Does a particular method get called when an SCNNode is removed from the scene?

-(void)removeFromParentNode;

Does not get called on the SCNNode object.

To set the scene

I am using gravity to pull down an object. When an object goes too far down, it automatically disappears and the draw calls and polygon counts decrease. So the SCNNode is definitely being destroyed, but is there a way I could hook into the destruction?

Upvotes: 1

Views: 1782

Answers (2)

rickster
rickster

Reputation: 126107

Other answers covered this pretty well already, but to go a bit further:

First, your node isn't being removed from the scene — its content is passing outside the camera's viewing frustum, which means SceneKit knows it doesn't need to issue draw calls to the GPU to render it. If you enumerate the child nodes of the scene (or of whatever parent contains the nodes you're talking about), you'll see that they're still there. You lose some of the rendering performance cost because SceneKit doesn't need to issue draw calls for stuff that it knows won't be visible in the frame.

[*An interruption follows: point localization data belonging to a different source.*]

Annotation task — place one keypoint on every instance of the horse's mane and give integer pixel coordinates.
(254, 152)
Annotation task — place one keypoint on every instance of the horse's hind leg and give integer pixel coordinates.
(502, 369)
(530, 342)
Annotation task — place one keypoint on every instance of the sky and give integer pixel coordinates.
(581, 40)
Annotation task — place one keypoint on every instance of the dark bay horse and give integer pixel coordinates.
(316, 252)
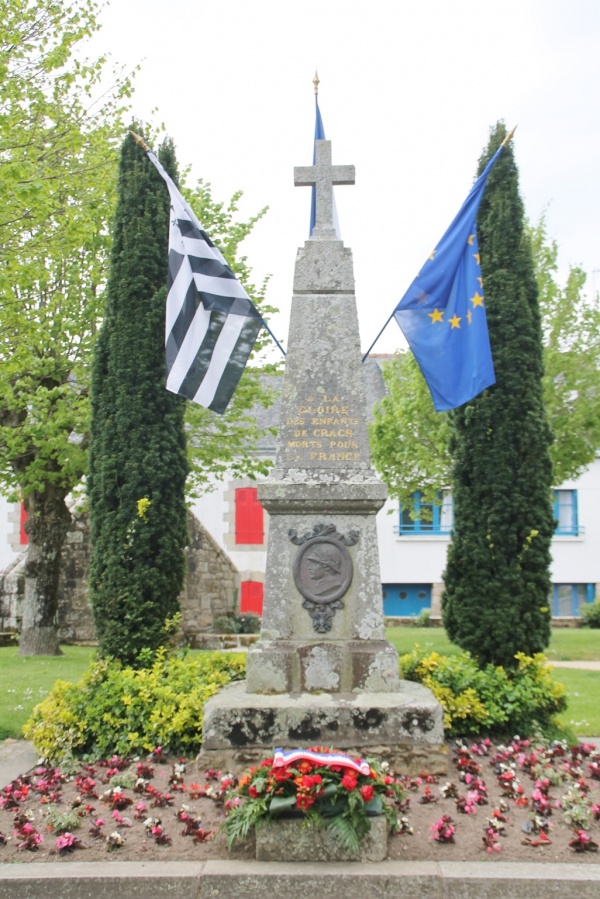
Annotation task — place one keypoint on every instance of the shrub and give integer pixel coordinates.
(249, 623)
(590, 615)
(488, 700)
(119, 709)
(423, 619)
(246, 623)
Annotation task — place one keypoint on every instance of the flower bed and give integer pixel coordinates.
(524, 801)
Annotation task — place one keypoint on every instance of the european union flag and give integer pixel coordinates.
(442, 314)
(320, 135)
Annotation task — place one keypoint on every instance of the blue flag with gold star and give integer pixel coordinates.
(442, 314)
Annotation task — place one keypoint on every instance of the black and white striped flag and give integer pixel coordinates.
(211, 323)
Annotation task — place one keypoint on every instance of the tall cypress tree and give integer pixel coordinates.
(497, 581)
(137, 459)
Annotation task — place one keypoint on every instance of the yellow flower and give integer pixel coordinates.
(143, 505)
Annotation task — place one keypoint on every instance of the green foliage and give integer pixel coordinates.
(423, 619)
(334, 797)
(61, 820)
(497, 577)
(246, 623)
(128, 711)
(489, 700)
(570, 325)
(25, 680)
(410, 440)
(590, 614)
(138, 462)
(58, 150)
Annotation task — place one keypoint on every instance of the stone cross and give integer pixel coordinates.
(323, 175)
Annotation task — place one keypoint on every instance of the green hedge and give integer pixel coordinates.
(124, 710)
(489, 700)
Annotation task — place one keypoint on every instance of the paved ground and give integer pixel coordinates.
(584, 666)
(16, 757)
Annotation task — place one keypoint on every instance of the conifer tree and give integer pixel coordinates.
(497, 582)
(138, 457)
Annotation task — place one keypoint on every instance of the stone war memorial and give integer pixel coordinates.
(322, 673)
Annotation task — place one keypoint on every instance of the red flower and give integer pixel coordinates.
(367, 792)
(304, 801)
(281, 774)
(349, 781)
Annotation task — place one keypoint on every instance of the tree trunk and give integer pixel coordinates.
(48, 521)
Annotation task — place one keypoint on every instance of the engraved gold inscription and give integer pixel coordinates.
(324, 426)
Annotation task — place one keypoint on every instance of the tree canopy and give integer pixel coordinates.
(410, 439)
(60, 129)
(497, 577)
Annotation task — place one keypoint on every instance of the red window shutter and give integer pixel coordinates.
(23, 538)
(251, 597)
(248, 516)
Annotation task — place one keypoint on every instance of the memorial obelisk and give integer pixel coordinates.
(322, 671)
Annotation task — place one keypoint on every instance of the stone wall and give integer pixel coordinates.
(211, 587)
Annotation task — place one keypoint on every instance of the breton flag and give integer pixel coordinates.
(442, 314)
(211, 323)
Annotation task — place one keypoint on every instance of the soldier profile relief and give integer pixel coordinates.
(323, 570)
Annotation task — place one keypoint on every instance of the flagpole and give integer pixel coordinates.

(As noted in Tanguy's answer, this may be because of your zFar setting. Or it may not — it depends which direction the nodes are falling out of camera in.)

But if you keep adding nodes and letting physics drop them off the screen, you'll accumulate a pre-render performance cost, as SceneKit has to walk the scene graph every frame and figure out which nodes it'll need to issue draw calls for. This cost is pretty small for each node, but it could eventually add up to something you don't want to deal with.

And since you want to have something happen when the node falls out of frame anyway, you just need to find a good opportunity to both deal with that and clean up the disappearing node.

So where to do that? Well, you have a few options. As has been noted, you could put something into the render loop to check the visibility of every node on every frame:

- (void)renderer:(id<SCNSceneRenderer>)renderer didSimulatePhysicsAtTime:(NSTimeInterval)time {
    if (![renderer isNodeInsideFrustum:myNode withPointOfView:renderer.pointOfView]) {
        // it's gone, remove it from scene
    }
}

But that's a somewhat expensive check to be running on every frame (remember, you're targeting 30 or 60 fps here). A better way might be to let the physics system help you:

  1. Create a node with an SCNBox geometry that's big enough to "catch" everything that falls off the screen.
  2. Give that node a static physics body, and set up the category and collision bit masks so that your falling nodes will collide with it.
  3. Position that node just outside of the viewing frustum so that your falling objects hit it soon after they fall out of view.
  4. Implement a contact delegate method to destroy the falling nodes:

    - (void)physicsWorld:(SCNPhysicsWorld *)world didBeginContact:(SCNPhysicsContact *)contact {
        if (/* sort out which node is which */) {
            [fallingNode removeFromParentNode];
            // ... and do whatever else you want to do when it falls offscreen.
        }
    }
    

Upvotes: 3

Tanguy
Tanguy

Reputation: 984

Your object will disappear if it goes further than the ZFar property of your active camera. (default value is 100.0) As said by David Rönnqvist in comments, your Node is not destroyed and you can still modify its property.

If you want to hook-up to your Node's geometry disappearance, you can calculate the distance between your active camera and your Node and check it every frame in your rendering loop to trigger an action if it gets higher than 100.

If you want to render your Node at a greater distance, you can just modify the ZFar property of your camera.